Fertilidad: conversaciones en el consultorio de Ginecología
La consulta sobre el momento adecuado para buscar un embarazo, se da en una de cada cuatro pacientes, más allá de los problemas de fertilidad

Viernes 12 de Agosto de 2022

La edad materna es el factor de riesgo más importante de infertilidad en la pareja. Muchas pacientes nos contactan desde la adolescencia y es parte de nuestra tarea informarles sobre los problemas de fertilidad. Sin embargo, la conversación sobre cuál es el momento adecuado para buscar embarazo, se da sólo con una de cada cuatro pacientes. Y, en general, luego de los treinta años.

Las causas de esto son múltiples y, entre ellas contamos la sensación de la paciente de que hay tiempo “infinito” para la búsqueda de embarazo sostenida por algunos de los relatos que se leen o escuchan en los medios de comunicación masivos. Estos medios difunden los éxitos de la fertilización asistida de alta complejidad en mujeres de cuarenta años o más.

También se suma que las mujeres de 30 años que tienen pareja están preocupadas por el acceso al trabajo o su desarrollo laboral. Los especialistas sugieren que la charla comience antes, alrededor de los 25 años, cuando el tiempo está de parte de la mujer, sea que esté soltera o en pareja.

Iniciar la conversación

Mi propuesta es que se pueda preguntar sobre este tema y que sea el médico ginecólogo quién informe.

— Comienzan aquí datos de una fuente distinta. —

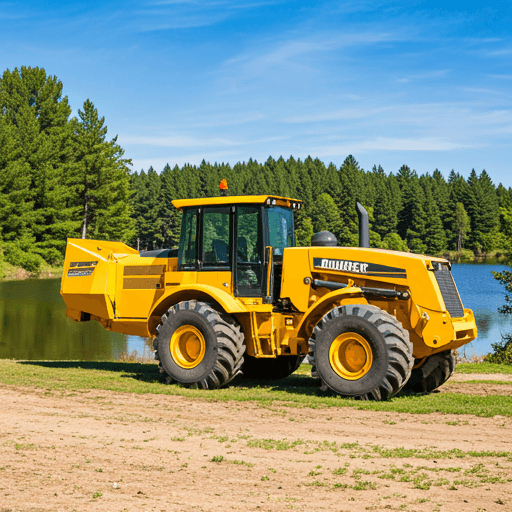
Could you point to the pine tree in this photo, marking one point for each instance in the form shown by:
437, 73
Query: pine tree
35, 121
412, 219
435, 238
100, 181
483, 211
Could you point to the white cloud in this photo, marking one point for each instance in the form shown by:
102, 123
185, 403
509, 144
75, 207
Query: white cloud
391, 144
423, 76
337, 115
179, 141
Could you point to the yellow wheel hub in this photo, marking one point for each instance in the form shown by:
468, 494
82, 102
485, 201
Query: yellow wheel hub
187, 346
350, 356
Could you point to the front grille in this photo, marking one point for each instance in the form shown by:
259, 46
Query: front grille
449, 291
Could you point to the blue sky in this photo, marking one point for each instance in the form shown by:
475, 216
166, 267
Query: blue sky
428, 84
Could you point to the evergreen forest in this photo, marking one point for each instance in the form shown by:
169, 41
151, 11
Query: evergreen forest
61, 176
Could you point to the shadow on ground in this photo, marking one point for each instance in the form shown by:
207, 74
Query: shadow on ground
148, 372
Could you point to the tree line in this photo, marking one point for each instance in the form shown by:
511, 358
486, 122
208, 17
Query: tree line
422, 214
60, 177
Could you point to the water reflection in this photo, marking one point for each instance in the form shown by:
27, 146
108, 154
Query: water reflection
33, 324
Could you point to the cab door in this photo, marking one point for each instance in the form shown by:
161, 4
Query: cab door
249, 262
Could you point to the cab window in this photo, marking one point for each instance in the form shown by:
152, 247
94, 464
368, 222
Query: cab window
216, 229
280, 221
188, 240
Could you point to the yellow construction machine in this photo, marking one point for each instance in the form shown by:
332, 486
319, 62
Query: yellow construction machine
239, 297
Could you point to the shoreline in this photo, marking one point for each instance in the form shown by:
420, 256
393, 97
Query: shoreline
49, 272
20, 274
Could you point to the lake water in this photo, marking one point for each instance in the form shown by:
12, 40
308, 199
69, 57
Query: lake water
33, 324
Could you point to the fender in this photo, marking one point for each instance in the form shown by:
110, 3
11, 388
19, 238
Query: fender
197, 291
317, 310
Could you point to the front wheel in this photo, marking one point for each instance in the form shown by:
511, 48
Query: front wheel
361, 351
198, 346
434, 372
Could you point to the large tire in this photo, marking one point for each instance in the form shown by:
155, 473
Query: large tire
362, 352
198, 346
271, 369
434, 372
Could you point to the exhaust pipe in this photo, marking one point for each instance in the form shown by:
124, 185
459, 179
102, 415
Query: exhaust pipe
364, 225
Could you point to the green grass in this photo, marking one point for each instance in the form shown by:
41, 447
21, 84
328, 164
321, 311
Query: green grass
298, 390
484, 368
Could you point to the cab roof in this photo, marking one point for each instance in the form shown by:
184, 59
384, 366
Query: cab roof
229, 200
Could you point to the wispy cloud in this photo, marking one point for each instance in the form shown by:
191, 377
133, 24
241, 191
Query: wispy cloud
337, 115
502, 52
390, 144
178, 141
423, 76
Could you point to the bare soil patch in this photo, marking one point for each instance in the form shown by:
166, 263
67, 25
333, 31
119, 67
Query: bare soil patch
113, 451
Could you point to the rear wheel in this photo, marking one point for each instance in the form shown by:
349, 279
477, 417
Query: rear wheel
434, 372
266, 368
360, 351
198, 346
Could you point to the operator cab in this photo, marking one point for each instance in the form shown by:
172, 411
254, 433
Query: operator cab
244, 235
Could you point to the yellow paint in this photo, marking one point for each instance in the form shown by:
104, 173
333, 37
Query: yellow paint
128, 294
351, 356
187, 346
229, 200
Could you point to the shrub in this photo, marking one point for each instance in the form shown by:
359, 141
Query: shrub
502, 351
17, 256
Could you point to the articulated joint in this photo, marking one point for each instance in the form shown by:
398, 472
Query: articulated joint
367, 292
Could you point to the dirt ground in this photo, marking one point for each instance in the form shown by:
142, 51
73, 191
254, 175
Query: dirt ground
110, 451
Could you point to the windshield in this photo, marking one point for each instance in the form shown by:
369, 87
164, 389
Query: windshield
280, 221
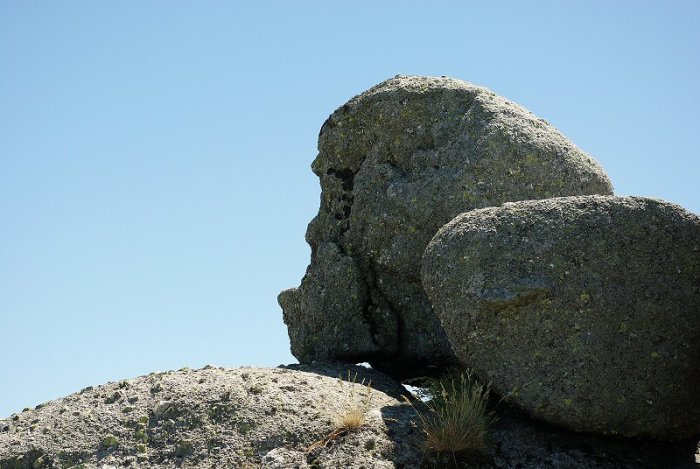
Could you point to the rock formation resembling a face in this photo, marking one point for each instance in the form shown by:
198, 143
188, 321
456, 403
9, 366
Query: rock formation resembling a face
396, 163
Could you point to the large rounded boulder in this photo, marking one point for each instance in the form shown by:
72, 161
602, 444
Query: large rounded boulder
396, 163
583, 311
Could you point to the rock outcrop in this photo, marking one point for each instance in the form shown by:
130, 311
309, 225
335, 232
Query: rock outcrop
214, 418
583, 311
395, 164
255, 417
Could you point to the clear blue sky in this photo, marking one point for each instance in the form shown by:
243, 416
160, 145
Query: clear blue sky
154, 156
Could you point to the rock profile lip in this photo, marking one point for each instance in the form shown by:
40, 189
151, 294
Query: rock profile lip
396, 163
583, 311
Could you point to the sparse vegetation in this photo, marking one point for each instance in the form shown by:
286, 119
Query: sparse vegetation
457, 420
352, 417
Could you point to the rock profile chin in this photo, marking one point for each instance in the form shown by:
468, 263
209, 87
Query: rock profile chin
395, 164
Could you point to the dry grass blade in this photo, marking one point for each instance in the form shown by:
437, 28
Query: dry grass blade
351, 418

Algunos datos que conocemos: Los varones producen espermatozoides todo el tiempo, a lo largo de toda la vida. Las mujeres nacemos con el número de óvulos que gastamos en cada ciclo menstrual. La edad disminuye no sólo el número de ellos sino también su calidad. La fertilidad femenina va disminuyendo gradualmente a partir de los 32 años aproximadamente y lo hace más rápidamente a partir de los 37 años.

Las organizaciones médicas que confeccionan las guías médicas sobre las conductas a seguir, sugieren que las mujeres de 35 años que desean tener un hijo tienen un tiempo de búsqueda del embarazo de sólo seis meses y luego, si no lo han logrado, se las estudia junto con su pareja inmediatamente.

Se puede aprovechar la visita para trabajar sobre ciertos factores de riesgo de infertilidad conocidos como el consumo de tabaco y el exceso de peso.

La propuesta es que las mujeres dispongan de la información necesaria para su decisión.